I dont feel the need to, its all direct peer to peer so you’re downloading one file from one person. Its not like a torrent where you’re downloading little bits of a single file from many people. However it’s still theoretically possible for a rights holder to share something on the network to bait you and get your IP.
It is always time to join a private tracker.
Don’t private trackers have less content? And they also gatekeep? Sorry I know nothing about this
The have significantly more content (in my experience), and the gate keeping is pretty much just having standards to keep the community safe, and the media seeded.
Look in to I2P
Even less content. But I2P is cool.
Yeah that’s why we need more people to join in. To expand the content. I personally am slowly adding my library of high res Linux ISOs.
Private trackers tend to have more hard to find content available, especially if the tracker specializes in that kind of content. They often have the ability to make requests if they don’t have what you’re looking for too. On the good ones, the requests tend to be filled quickly. The content is well moderated, so you are much less likely to find malware or bad or low quality releases. The downloads are usually a lot faster too. Many people use seedboxes, so 1gbps+ download speeds are not uncommon.
I joined one mostly for content in my native language for my kids, it’s as good as impossible to find on public trackers.
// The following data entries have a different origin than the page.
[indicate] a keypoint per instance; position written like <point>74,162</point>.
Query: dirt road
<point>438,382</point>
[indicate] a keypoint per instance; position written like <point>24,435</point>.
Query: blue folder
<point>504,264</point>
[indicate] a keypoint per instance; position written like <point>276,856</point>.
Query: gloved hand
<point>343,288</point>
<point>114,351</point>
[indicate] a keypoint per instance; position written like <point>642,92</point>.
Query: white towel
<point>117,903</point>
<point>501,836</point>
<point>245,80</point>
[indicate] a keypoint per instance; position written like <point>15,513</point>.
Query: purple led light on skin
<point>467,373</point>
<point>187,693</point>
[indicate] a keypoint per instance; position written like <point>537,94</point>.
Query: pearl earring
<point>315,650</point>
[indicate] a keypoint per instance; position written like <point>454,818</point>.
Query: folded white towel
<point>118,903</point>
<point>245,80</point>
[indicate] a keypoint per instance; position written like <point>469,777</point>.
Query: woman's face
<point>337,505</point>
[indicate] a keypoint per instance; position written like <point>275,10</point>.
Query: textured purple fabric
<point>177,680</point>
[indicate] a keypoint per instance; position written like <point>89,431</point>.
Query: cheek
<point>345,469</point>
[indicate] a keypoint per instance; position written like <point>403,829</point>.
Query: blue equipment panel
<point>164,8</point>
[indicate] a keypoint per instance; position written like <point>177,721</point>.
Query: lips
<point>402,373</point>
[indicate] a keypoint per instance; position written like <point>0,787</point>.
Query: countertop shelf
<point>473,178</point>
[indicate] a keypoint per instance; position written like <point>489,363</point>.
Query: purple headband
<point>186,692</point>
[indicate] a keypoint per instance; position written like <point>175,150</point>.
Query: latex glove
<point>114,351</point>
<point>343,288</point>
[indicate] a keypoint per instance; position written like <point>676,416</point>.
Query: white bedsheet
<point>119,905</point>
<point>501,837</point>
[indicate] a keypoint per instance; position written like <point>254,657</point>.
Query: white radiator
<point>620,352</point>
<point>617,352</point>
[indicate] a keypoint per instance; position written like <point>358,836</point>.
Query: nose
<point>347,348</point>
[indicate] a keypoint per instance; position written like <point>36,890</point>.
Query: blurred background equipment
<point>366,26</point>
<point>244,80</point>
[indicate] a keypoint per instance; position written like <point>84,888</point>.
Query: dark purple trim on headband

Initially I intended to only use it for that, but I have since abandoned public trackers completely and exclusively use the private tracker now. I don’t find more time or effort intensive at all though, not sure what you expect to do beyond seeding to meet the tracker requiremens, I seed everything I’ve downloaded, so it makes no difference to me and I haven’t noticed any difference whatsoever in effort to use a private tracker compared to a public one.
Semi-private trackers like TorrentLeech are a great step up from public trackers and they are relatively easy to join (e.g. seedbox promo). More content is available and well-seeded for longer periods of time.
It’s not difficult to keep your ratio, even with a 50MBit/s connection (torrents > 15GB are freeleech anyway), as long as you seed 24/7. Or buy a seedbox for a while, build a few TB of buffer (autobrr) and never worry again.
Edit: Usenet is great because it’s fast, and depending on your (non-english) language, it’s a completely different league than public trackers. But I’d argue for english content TL (and a few others) is good enough.
TorrentLeech is semi-private!?
What’s a private tracker then?
Semi-private just refers to how easy it is to join them. E.g. rutracker is considered a semi-private tracker, because it requires an account, but always allows registrations and does not enforce any ratio.
In that sense I was wrong in calling TL a semi-private tracker, because TL does require maintaining a ratio. But given it is possible to simply join via their seedbox offerings, it is not as private as some other trackers, which require proofs of good behaviour on other trackers and/or an application process.
Edit: Public: no registration required
Semi-private: registration required, but always possible; lax ratio rules
Private: registration required, mostly through invites/applications; anti-leech ratio rules
Private trackers tend to be more curated and better organized. Decent filenames, consistent organization and quality, correct metadata, no missing episodes or tracks, no RAR files, etc
TL (for example) has rar’ed stuff…
Which is why it’s a bottom tier private trackerEdit: it’s actually not that bad but the rars are annoying and they should stop.